How email impersonation attacks are build
Of course, in complex email scams, as is the case of email impersonation attacks, the criminal will not only study the victim’s profile. He will also try to understand who the partners and coworkers are, how the company works and what its routine is.
On the company website, it's possible, for example, to identify who the directors are and who is possibly the victim's boss. It's also possible to check the company's closest partners, such as suppliers. It's social engineering again providing tools and data so that the email scam has more effect.
How email impersonation attacks happen
Yes, there are many tactics to put an email impersonation attack into practice. Here are 5 of them:
1. Free email account attack. The scammer uses a valid free email account, such as Gmail and Hotmail, to fool people.
2. Cousin domain attack. The attacker uses a similar email, adding or subtracting characters to the address.
3. Forged Envelope Sender attack. The cybercriminal will use the domain of a known company to bypass mail server's filters and lure his victims.
4. Forged Header Sender attack. The attacker spoofs the display name to gain credibility.

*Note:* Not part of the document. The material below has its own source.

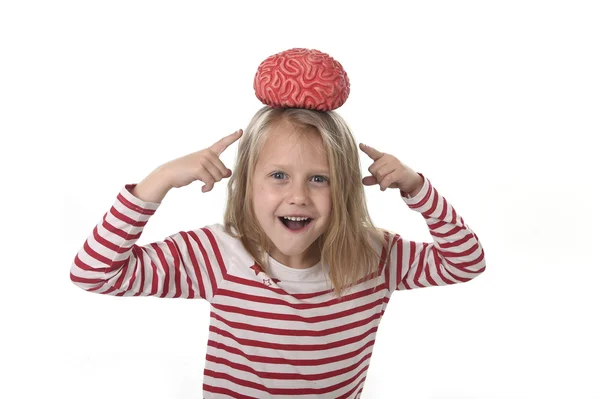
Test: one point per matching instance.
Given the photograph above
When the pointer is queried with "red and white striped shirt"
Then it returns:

5. Compromised email account attack. The criminal uses a compromised email account, probably infected with malware.
How to prevent impersonation attacks in your business
To keep your company safe, you should look for a complete solution, such as a Secure Email Gateway. That’s because it can protect you by using different engines and protocols, such as sandbox and DMARC (Domain-based Message Authentication Reporting & Conformance). Otherwise, you’re going to pay for different engines from different companies, which can be costly and laborious.